Cinq erreurs qui vous exposent 

Homme préoccupé

① Répondre aux attaques anonymes en public

Vous leur offrez une audience. C’est exactement ce qu’ils cherchent. Une réponse publique amplifie le signal d’origine, valide l’attaquant comme interlocuteur légitime, et l’inscrit dans la mémoire algorithmique.

Réflexe Rectifa : Cartographier l’origine et la portée avant toute prise de parole. Répondre aux faits, jamais au compte qui les agite.

② Laisser des comptes professionnels dormants 

LinkedIn inactif, email oublié = porte ouverte pour l’usurpation. Selon la FTC, 160 000 escroqueries par an usurpent l’identité d’institutions gouvernementales aux États-Unis. Un compte silencieux devient une cible passive.

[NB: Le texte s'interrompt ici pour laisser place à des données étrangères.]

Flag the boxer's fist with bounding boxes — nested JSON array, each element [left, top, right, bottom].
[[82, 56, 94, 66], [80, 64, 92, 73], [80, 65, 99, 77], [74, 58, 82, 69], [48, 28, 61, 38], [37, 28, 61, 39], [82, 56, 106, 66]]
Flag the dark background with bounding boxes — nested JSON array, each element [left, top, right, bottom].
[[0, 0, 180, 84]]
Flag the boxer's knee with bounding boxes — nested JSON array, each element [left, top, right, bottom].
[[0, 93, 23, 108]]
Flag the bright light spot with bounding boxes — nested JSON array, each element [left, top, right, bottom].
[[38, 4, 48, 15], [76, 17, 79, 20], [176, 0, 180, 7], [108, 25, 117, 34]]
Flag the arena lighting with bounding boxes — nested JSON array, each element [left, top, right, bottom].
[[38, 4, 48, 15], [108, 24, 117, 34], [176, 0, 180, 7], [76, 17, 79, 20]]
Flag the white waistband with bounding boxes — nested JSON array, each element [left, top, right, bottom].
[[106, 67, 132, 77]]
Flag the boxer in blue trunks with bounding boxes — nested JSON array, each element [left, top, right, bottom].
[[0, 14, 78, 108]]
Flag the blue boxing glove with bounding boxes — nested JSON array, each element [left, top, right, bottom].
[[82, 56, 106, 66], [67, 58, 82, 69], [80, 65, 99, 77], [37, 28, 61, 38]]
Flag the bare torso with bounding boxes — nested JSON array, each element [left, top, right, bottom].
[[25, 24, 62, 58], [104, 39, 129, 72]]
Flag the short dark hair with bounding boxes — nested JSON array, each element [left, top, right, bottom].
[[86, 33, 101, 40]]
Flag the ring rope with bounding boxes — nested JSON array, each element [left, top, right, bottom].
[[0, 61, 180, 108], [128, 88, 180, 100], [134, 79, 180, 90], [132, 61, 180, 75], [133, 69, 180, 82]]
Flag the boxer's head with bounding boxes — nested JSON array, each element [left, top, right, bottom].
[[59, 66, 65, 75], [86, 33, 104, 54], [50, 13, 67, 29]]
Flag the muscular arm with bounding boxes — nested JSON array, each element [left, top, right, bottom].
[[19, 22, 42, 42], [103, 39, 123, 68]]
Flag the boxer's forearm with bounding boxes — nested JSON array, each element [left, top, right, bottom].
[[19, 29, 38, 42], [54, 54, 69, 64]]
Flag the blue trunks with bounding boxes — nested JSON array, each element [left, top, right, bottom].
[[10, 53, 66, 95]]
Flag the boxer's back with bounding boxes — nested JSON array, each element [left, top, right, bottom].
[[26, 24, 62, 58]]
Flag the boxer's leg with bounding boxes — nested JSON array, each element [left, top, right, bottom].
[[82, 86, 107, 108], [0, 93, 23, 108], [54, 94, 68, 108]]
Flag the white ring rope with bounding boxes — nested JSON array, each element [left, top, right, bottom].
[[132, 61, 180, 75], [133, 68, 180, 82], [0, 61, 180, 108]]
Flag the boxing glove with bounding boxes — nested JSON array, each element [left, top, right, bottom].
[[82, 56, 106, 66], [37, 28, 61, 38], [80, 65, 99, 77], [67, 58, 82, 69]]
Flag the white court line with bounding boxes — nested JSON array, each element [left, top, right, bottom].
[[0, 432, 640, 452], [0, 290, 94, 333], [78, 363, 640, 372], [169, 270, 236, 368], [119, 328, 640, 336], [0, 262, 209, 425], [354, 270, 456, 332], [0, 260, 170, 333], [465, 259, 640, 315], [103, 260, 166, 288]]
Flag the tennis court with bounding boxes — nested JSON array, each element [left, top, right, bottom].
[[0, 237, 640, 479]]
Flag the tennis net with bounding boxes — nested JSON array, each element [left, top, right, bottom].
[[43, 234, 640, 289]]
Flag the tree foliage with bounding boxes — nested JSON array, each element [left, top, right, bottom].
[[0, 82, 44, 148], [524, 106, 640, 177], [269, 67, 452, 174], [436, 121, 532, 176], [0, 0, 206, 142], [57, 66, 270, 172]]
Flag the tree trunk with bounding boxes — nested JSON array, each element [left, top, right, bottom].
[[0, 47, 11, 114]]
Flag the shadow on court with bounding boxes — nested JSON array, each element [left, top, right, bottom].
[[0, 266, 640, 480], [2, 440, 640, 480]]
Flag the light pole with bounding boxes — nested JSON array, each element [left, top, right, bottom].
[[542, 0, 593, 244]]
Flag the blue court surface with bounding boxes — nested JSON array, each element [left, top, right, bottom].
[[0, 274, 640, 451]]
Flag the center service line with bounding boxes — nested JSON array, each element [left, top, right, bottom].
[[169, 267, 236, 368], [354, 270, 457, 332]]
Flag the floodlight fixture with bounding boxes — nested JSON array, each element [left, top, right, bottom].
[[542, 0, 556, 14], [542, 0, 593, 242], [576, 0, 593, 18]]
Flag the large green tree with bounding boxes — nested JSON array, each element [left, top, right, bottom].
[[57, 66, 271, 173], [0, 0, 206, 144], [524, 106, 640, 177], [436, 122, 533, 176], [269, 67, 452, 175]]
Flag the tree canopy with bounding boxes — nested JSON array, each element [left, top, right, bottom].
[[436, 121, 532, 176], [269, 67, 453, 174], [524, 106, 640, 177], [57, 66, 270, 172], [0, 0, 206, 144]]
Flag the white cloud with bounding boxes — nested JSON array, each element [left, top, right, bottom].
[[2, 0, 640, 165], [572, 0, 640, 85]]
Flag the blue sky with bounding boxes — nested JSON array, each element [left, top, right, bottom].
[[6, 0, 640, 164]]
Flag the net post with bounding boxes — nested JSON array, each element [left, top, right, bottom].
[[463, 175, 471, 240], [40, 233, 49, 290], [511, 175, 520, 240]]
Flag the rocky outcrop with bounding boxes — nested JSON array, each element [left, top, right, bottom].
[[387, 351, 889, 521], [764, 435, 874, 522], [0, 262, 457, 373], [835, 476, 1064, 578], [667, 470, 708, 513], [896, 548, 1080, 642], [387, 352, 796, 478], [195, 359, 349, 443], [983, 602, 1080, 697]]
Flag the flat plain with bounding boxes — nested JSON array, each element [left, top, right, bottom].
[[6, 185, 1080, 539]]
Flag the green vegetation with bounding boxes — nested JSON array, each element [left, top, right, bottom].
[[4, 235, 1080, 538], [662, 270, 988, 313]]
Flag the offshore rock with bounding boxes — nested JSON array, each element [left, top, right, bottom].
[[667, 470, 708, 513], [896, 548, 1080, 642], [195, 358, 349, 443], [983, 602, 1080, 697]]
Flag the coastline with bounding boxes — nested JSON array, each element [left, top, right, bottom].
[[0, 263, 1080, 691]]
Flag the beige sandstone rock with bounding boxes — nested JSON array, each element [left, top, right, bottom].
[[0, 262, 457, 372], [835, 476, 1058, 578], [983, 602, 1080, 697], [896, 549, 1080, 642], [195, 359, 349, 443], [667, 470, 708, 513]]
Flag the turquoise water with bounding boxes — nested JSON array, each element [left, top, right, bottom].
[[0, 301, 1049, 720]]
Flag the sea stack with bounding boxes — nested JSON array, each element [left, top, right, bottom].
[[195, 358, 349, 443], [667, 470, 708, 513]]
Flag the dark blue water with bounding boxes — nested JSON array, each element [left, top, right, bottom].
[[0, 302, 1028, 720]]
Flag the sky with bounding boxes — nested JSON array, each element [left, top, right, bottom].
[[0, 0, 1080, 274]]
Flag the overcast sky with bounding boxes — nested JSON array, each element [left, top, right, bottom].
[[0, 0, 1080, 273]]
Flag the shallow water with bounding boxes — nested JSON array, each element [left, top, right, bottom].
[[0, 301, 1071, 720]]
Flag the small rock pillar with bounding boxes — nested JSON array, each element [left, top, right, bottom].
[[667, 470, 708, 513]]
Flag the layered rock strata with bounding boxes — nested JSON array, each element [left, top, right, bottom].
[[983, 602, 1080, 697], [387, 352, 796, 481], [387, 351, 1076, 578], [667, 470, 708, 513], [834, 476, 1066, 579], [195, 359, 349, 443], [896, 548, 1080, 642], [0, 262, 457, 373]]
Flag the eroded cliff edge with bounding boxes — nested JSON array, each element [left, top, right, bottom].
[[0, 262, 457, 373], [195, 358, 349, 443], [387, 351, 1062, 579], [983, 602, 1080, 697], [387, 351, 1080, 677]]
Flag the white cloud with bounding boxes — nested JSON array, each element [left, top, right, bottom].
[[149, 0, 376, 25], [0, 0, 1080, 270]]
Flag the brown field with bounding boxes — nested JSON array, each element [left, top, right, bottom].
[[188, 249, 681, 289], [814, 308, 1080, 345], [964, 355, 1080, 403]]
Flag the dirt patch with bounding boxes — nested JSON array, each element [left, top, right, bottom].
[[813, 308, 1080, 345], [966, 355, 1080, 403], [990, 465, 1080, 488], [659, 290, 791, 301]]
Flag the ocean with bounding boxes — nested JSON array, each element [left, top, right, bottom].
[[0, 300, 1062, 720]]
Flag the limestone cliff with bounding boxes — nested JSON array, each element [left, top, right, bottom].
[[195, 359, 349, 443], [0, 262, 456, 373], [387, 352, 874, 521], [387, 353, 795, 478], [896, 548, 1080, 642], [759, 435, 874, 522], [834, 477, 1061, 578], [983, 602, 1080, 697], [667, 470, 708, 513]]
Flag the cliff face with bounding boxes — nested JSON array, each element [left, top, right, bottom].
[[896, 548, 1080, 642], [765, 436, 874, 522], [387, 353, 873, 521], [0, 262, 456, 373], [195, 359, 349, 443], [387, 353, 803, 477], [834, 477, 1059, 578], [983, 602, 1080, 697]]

Réflexe Rectifa : Audit annuel des présences numériques au nom de l’organisation et de ses dirigeants.

③ Commenter sans cartographier d’abord 

Chaque déclaration publique peut être extraite de son contexte et réutilisée par des acteurs hostiles pour servir un récit opposé au vôtre. Ce n’est pas votre message qui compte, c’est ce qu’on en fait. Sans cartographie préalable de l’environnement médiatique et numérique, vous communiquez à l’aveugle.

Réflexe Rectifa : Lecture systématique du paysage narratif environnant avant toute communication sensible.

④ Ne pas distinguer l’attaque de l’opinion

Confondre opinion, désinformation et attaque coordonnée aggrave la crise. Les trois types appellent trois réponses radicalement différentes. Les confondre peut transformer un incident gérable en escalade. Cette distinction s’apprend en amont, jamais sous pression.

Réflexe Rectifa : Former les équipes à la distinction des typologies narratives en dehors de toute crise.

⑤ Ne jamais s’auditer soi-même 

Une organisation voit difficilement ses propres angles morts. Ce que vous ne percevez pas sur vous-même, d’autres le repèrent et s’en servent.

Réflexe Rectifa : Un diagnostic narratif annuel, mené par un regard extérieur.